Outro uivo se fez ouvir, dessa vez bem mais perto. Helen olhou para trás mas não conseguiu divisar nada na absoluta escuridão. Já estava difícil reconhecer a trilha, coberta de folhas e galhos secos. Mais um uivo, ainda mais próximo que o último. O medo tomou conta da alma da moça, que começou a correr. Notou o barulho de alguns passos acelerados atrás dela. Tentou ser ainda mais rápida, mas o pavor começava a enfraquecer suas belas pernas nuas, arranhadas pelos galhos caídos no caminho. O curto vestido enroscava-se nos arbustos que estreitavam a trilha mais e mais, a cada passo. As lágrimas do pânico molhavam o rosto de Helen quando ela notou que seu perseguidor estava a poucos metros de distância. Virou-se para olhar, mas só teve tempo de ver um vulto enorme, coberto de pêlos castanhos, com presas reluzindo ao luar, atirando-se sobre ela. Sentiu o impacto sobre as costas e caiu na trilha, com o rosto enfiado na terra e nas folhas secas. Na queda, bateu a cabeça em uma pedra e percebeu o líquido quente espalhando-se por sua testa, cegando-a e embebendo o capuz que usava. 
O animal começou a rosnar. Helen sentiu o hálito podre contra sua nuca, garras pontiagudas rasgando seu vestido e marcando sua pele alva. Começou a sufocar enquanto lutava furiosamente para se libertar. O monstro que estava sobre ela, então, afastou as pernas de Helen com as patas mortíferas… ela tentou implorar para que ele não fizesse aquilo, mas não conseguiu falar. Rezou para desmaiar; permaneceu consciente durante todos os últimos minutos de sua vida.
O corpo de Helen, deformado por cortes profundos, foi encontrado no bosque na manhã seguinte. Os policiais, desacostumados com aquele tipo de situação, não sabiam bem o que fazer; limitaram-se a cumprir a burocracia exigida em cenas como aquela, com uma inépcia lamentável.
No enterro o boato de que Helen havia sido morta por um lobo gigantesco se espalhou rapidamente entre os moradores supersticiosos da pequena vila. A avó da garota parecia ser a mais desconsolada de todas; mais até do que a própria mãe da moça. 
Uma semana de dor se passou para a família da morta. A avó de Helen, que permaneceu na casa da filha desde o crime, resolveu que era hora de voltar para seu lar no outro lado da floresta. Ela havia tomado uma decisão importante, e apressava-se em colocar sua ideia em prática.

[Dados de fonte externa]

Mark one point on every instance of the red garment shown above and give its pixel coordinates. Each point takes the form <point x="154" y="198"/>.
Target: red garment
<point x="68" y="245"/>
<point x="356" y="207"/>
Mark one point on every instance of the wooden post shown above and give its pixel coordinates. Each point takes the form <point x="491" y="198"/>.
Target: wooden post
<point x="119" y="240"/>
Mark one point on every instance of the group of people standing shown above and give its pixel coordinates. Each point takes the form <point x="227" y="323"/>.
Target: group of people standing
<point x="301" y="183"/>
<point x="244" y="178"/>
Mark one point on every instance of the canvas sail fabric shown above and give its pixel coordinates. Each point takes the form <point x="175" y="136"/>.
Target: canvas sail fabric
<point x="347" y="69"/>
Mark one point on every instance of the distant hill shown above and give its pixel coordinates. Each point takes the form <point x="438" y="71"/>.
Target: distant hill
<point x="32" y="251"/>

Chegando em casa foi até a prateleira da cozinha, afastou alguns velhos livros de receitas e encontrou, no fundo da estante, um grande volume de capas amareladas. Olhou para as letras marcadas a fogo sobre a lombada. Um arrepio percorreu-lhe a espinha, mas decidiu que era preciso continuar. “Necronomicon”, leu na encadernação de pele humana. “Faz tanto tempo, meu Deus… pelo menos trinta anos desde que abri este livro pela última vez. Jurei abandonar os antigos ritos, mas tenho que quebrar a promessa! Não posso viver com a dor”, pensou. Já era noite quando vestiu uma capa negra e saiu de casa rumo ao cemitério nos arredores da vila, onde Helen foi sepultada. 
Os portões de ferro estavam destrancados como de costume. Nunca ninguém havia violado a moradia dos mortos, até então. A velha afastou as folhas metálicas provocando um rangido enferrujado e caminhou até o túmulo da neta. Abriu o livro diabólico que trouxera e começou a entoar uma antiga prece maldita, numa língua há muito esquecida. 

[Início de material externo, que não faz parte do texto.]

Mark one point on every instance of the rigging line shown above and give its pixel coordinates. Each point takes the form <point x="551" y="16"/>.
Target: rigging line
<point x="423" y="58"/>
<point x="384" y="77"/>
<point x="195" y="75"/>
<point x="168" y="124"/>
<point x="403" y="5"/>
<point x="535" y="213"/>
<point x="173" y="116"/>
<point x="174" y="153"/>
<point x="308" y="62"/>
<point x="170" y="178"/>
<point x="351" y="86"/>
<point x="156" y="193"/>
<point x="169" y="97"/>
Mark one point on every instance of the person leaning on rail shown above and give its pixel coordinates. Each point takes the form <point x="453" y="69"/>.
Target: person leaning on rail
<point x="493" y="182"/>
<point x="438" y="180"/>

Passava da meia-noite quando a terra começou a se mexer junto à lápide. Logo a velha vislumbrou as mãos, num mórbido tom azulado, estendendo-se para fora da sepultura como garras de uma ave de rapina. A cabeça da morta, com os cabelos loiros cobertos de terra, despontou logo em seguida. Uma voz que mais parecia um chiado se impôs ao silêncio da noite:
_ Por quê a senhora me chamou? _ perguntou aquela coisa _ A dor, a dor da morte… meu corpo dói como se devorado por milhões de vermes. Não posso suportar! Por quê me invocou, vovó?
_ Precisava vê-la de novo, querida! Não aceito sua morte, ainda tão jovem e linda… O que conteceu com você, Helen? Sei que de além-túmulo tudo lhe foi revelado. Como você morreu?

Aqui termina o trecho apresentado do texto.